God schiep de hemel en aarde 6000 jaar geleden. Toen vulde hij de planeet met planten en dieren, en ten slotte schiep hij man en vrouw. Alle soorten die nu leven zijn terug te voeren op de dieren die Gods zondvloed overleefden op de ark van Noach.
Dit is het verhaal van de schepping en de soorten in de Bijbel, dat de meeste mensen begin 19e eeuw omarmden.
Het verzet was dan ook groot toen de Britse onderzoeker Charles Darwin met zijn baanbrekende werk uit 1859, On the Origin of Species (Over de oorsprong van soorten), de eerste bladzijden van de Bijbel met voeten trad.
In dit grote wetenschappelijke werk betoogt Darwin hoe alle levende organismen op de planeet miljoenen jaren geleden aan elkaar verwant waren.
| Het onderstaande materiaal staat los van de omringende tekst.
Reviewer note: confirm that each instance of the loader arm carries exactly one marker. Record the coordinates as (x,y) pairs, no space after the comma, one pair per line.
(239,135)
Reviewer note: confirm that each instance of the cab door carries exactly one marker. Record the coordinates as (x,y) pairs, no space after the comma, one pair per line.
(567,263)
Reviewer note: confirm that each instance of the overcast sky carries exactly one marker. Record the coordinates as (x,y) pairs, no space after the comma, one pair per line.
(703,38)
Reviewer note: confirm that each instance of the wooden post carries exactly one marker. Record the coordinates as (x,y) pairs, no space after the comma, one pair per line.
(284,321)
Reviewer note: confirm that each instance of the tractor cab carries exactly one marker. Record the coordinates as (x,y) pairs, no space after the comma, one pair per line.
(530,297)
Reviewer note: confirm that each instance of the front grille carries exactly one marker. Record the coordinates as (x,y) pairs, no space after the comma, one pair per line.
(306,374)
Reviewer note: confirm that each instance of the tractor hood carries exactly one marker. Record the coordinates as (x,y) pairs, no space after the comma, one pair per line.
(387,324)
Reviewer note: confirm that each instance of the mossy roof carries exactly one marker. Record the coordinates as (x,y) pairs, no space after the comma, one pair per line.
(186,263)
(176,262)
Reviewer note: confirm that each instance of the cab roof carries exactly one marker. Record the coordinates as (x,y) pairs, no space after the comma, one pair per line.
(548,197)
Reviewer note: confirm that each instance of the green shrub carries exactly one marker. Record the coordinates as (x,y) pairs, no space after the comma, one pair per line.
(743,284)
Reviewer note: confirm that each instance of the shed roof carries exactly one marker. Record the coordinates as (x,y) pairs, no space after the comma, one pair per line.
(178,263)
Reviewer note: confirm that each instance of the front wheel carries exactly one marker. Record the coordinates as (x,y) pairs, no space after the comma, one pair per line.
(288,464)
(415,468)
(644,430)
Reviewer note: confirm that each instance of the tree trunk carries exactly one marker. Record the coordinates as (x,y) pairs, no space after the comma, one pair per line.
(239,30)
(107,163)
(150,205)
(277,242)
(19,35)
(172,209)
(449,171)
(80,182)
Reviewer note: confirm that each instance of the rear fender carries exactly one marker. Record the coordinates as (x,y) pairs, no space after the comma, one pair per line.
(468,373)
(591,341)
Hij legde ook uit hoe nieuwe soorten konden ontstaan: door natuurlijke selectie.
Darwin wilde dominee worden
Het lag niet voor de hand dat Charles Darwin een van de grootste en invloedrijkste wetenschappers van zijn tijd zou worden en het christelijke wereldbeeld zou verbrijzelen.
Darwin begon zijn loopbaan in 1827 met een domineesopleiding aan de universiteit van Cambridge.
In die tijd beschreef de 18-jarige Darwin zichzelf als christen. Theologie kon hem echter niet boeien, maar zijn belangstelling voor zoölogie, plantkunde en geologie was des te groter.